• Wound healing;
  • self-assembled materials;
  • nanotechnology;
  • keratinocytes;
  • fibroblasts;
  • and regenerative medicine.


The next generation skin of wound healing materials should stimulate skin regeneration by actively promoting appropriate cellular adhesion and proliferation. As materials with novel self-assembling and solidification properties when transitioning from room to body temperatures, rosette nanotubes (RNTs) may be such a proactive material. RNTs resemble naturally-occurring nanostructures in the skin (such as collagen and keratin) assembling with non-covalent forces in physiological environments. Presenting desirable bioactive properties, RNTs have been used for various tissue engineering applications including increasing in vivo bone and cartilage regeneration. The objective of the current in vitro study was, for the first time, to improve properties of a commonly used hydrogel (poly(2-hydroxyethyl methacrylate) or pHEMA) for skin regeneration by incorporating one type of novel self-assembled RNTs, called twin base linkers (or TBLs).
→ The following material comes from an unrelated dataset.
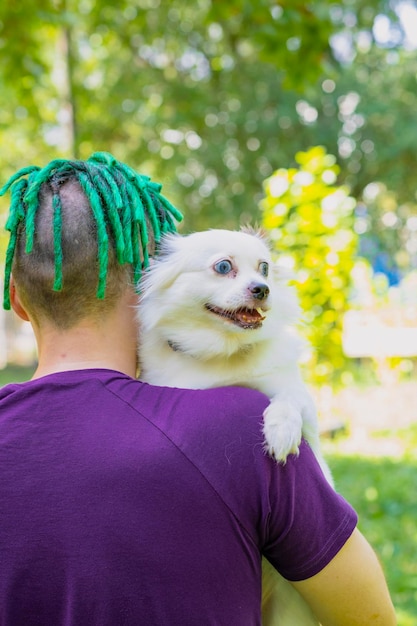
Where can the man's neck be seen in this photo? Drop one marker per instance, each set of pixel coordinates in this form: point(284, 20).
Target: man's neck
point(110, 343)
Results showed for the first time increased keratinocyte and fibroblast proliferation on hydrogels coated with TBLs compared to those not coated with TBLs. In this manner, this study provides the first evidence that TBLs are promising for wound healing applications due to their optimal cytocompatibility, solidification, and mechanical properties and, thus, should be further studied for such applications.